A Bid for ‘Beach Cams’
With the Wi-Fi part of the project nearly done, Kopits went back to the select board on Aug. 6 for more. This time he didn’t represent the committee, he told the board, but was asking for approval to seek funding for cameras on the beaches.
His idea, he said, is to install “beach cams” on the poles along with the Wi-Fi routers. Their purpose would be to serve as monitors for those who want a parking space at the beach but don’t want to wait in line. “Parking at the beaches is a hassle,” Kopits said. “Cameras allow the public to see what the actual conditions are. These kinds of tools enable us to make the best and most efficient use of scarce resources.”
Kopits said that adding cameras to the beaches would make the state more likely to fund the town’s Wi-Fi expansion to Newcomb Hollow.
According to Kopits, a vacation in Wellfleet costs $120 “for a usable hour.” Thus, waiting in line for 10 minutes, Kopits said, costs $20. “By my estimates we are spending about three to four hundred thousand dollars standing in line waiting for beaches collectively in a year,” he said. “Cameras could reduce that by about half.”

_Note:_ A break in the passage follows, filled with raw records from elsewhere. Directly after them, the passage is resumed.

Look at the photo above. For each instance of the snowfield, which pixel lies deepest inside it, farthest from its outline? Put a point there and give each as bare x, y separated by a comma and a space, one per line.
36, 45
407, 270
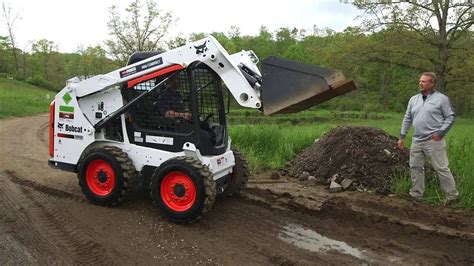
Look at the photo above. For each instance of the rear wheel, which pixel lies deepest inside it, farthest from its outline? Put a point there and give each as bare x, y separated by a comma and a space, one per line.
106, 175
239, 176
183, 189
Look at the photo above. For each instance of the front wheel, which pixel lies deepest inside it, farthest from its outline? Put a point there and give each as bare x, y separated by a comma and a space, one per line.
106, 175
183, 189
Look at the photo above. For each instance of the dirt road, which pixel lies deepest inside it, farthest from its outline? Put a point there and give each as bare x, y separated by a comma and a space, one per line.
45, 219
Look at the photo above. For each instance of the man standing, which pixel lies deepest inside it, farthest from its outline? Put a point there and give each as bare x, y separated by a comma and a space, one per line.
432, 116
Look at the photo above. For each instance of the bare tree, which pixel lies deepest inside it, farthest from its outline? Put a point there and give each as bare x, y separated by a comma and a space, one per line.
436, 25
141, 30
10, 20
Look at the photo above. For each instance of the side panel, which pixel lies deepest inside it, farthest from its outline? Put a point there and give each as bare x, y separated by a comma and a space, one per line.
72, 131
219, 165
101, 104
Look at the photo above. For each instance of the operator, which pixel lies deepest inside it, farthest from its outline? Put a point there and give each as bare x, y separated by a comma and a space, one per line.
171, 102
432, 116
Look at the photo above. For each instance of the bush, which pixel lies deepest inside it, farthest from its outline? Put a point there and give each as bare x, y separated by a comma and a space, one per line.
40, 82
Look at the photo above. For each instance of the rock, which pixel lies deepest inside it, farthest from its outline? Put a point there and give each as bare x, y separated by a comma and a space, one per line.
346, 183
304, 176
275, 175
333, 178
334, 187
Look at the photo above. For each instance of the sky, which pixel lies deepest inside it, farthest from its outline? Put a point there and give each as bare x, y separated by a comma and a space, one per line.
74, 24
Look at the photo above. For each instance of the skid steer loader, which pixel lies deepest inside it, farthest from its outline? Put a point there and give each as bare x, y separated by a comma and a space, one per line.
161, 120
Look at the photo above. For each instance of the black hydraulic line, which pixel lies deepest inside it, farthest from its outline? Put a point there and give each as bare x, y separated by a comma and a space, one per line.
129, 105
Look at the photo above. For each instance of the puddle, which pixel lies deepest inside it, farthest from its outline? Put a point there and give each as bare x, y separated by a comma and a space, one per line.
310, 240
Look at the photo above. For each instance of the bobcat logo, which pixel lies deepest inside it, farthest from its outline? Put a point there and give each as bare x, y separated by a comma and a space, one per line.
201, 48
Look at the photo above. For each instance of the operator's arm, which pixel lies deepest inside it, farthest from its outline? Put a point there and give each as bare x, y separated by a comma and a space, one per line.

Kopits also pitched a phone application for viewing the beach cams and other Wellfleet services. “You could do your reservations from there, you can send out notifications about restaurants, events, shark notifications, and sales and marketing channels for OysterFest,” Kopits said. In other words: a Wellfleet app.
“The number of downloads I would anticipate would be 20,000 to 50,000 over two or three years,” he told the board.
Kopits, who ran unsuccessfully for select board last spring, said he had been working on adding cameras to the project outside of cable advisory committee time because “no one actually ever said no.”
In fact, the committee held a tense meeting in April after former chair Josh Yeston reviewed a grant application Kopits was working on that included cameras despite the group having decided against it.
Heather Doyle, another member of the committee, spoke against Kopits’s efforts at an Aug. 6 select board meeting. “I feel tremendously disrespected by how some of the things have gone in the committee,” Doyle said. “We have clearly overprovisioned these towers for what I would say is a secret agenda, which has been paid for on the back of this grant.”
The select board swiftly voted against Kopits’s bid. “We’ve been flooded with emails by people who do not seem to feel the least bit deprived by not having cameras at the beaches,” said chair John Wolf. “I have yet to see an email in support of it.”
Community Development Director Suzanne Grout Thomas said that Kopits’s plans were “the antithesis of what Wellfleet represents.”
Dana Franchitto, who was busy manning the entrance to Lecount Hollow, agreed with Thomas. “I prefer wildness over convenience,” he said.